Creating Life in the Laboratory

Creating Life in the Laboratory - Miller-Urey Experiment
Miller-Urey Experiment

A graduate student named Stanley Miller at the University of Chicago conducted an experiment in 1952, and it became news headlines in 1953. The news reports suggested that scientists were creating life in the laboratory. That was a bit of an exaggeration, or what might be called “fake news.”

The Miller-Urey Experiment, as it came to be known, was intended to show that life could arise spontaneously from non-living chemicals. In a sealed system, Miller attempted to duplicate what was then thought to be the composition of the early Earth’s atmosphere. An electric spark discharge inside the system resulted in the formation of some amino acids.

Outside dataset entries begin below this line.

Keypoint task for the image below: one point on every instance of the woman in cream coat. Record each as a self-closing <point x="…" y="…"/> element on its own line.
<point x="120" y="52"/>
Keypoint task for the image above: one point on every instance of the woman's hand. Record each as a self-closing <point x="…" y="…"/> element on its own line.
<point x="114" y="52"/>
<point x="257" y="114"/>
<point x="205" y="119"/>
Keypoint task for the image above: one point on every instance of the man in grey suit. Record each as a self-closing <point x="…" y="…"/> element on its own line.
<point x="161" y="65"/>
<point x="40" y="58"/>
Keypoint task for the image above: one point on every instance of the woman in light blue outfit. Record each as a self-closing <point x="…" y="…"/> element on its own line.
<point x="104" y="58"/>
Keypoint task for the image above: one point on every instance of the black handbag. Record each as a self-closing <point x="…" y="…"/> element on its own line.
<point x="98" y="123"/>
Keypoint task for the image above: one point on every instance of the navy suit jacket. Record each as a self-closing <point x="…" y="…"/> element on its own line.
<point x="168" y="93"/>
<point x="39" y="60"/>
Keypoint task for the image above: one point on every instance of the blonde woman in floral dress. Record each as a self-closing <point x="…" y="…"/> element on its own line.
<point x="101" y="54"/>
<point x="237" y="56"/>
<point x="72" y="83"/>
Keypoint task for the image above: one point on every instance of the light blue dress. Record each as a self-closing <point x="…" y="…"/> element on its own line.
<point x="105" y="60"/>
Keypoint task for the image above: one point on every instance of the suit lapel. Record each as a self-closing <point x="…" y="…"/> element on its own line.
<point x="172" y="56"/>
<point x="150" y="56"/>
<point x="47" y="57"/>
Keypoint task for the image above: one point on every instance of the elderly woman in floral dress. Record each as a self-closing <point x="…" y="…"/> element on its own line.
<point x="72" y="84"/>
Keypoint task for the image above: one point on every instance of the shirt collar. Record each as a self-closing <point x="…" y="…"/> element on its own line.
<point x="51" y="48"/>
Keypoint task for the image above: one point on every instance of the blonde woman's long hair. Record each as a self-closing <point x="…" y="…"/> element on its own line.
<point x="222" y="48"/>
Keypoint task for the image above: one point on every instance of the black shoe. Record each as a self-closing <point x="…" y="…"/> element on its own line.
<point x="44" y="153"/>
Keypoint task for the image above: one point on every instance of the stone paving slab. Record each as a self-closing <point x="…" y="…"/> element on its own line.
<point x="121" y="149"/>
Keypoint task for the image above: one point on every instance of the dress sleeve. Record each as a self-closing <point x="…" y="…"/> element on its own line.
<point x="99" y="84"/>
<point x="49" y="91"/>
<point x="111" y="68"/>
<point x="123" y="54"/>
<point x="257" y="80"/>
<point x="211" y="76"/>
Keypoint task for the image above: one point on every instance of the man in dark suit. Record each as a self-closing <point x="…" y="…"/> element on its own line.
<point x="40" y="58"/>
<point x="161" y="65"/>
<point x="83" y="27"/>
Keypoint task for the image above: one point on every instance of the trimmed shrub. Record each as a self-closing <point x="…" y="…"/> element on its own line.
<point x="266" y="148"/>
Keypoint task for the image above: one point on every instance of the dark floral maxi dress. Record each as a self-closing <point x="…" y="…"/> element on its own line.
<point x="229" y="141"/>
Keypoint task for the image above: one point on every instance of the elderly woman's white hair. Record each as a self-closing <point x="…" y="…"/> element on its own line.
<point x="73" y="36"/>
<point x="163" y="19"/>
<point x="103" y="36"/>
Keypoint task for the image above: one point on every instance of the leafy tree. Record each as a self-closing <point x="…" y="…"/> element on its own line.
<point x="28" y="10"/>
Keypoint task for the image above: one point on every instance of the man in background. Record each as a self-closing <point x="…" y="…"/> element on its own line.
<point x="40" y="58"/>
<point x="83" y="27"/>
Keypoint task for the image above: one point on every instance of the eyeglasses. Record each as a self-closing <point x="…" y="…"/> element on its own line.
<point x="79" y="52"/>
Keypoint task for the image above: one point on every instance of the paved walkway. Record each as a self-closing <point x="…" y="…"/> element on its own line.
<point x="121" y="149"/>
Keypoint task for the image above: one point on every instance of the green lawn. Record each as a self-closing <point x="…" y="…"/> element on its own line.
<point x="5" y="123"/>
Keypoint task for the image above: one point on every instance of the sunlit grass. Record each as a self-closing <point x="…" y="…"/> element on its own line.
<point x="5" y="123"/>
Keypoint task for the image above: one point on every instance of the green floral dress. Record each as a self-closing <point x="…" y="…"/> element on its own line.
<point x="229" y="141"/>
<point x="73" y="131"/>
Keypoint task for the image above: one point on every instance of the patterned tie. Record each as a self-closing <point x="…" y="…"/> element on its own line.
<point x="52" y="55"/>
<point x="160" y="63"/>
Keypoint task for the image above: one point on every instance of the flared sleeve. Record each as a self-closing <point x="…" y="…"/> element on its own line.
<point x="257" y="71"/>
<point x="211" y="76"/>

Amino acids link together to form proteins, which are the building blocks of life.

Scientists thought they had made a breakthrough to show how life began, but amino acids are a long way from living cells. Since then, science has found many problems with the Miller-Urey Experiment. One of them is that the gases inside the device were nothing like the early Earth’s atmosphere. Probably the biggest roadblock to life creating itself (abiogenesis) is that amino acids have two geometric configurations, known as right-handed and left-handed. To combine into proteins, all of the amino acids must be left-handed. Amino acids in nature are a mixture, and there is no natural source for all left-handed amino acids. Besides that, all DNA and RNA molecules are connected by sugars that must all be right-handed. Natural sugars exist in mixtures of right- and left-handedness.

Since the 1952 experiment, scientists have continued working hard to solve the question of how life could emerge spontaneously. The solution has only gotten more complicated as they have learned more about the amazing design in every living cell. In 2007, an Associated Press news release said, “Scientists Believe Artificial Life Will Be Possible in 3 to 10 Years.” Sensational headlines sell, but the news reporters don’t know what the scientists know.

It has been 68 years since the Miller-Urey experiment, and the goal of creating life in the laboratory is still a dream. Perhaps, someday scientists will achieve that goal. What will they have proved? They will NOT have shown that life can emerge from non-life on its own. They will have demonstrated that great intelligence with the proper resources can create life. That is what the Bible has been telling us for thousands of years.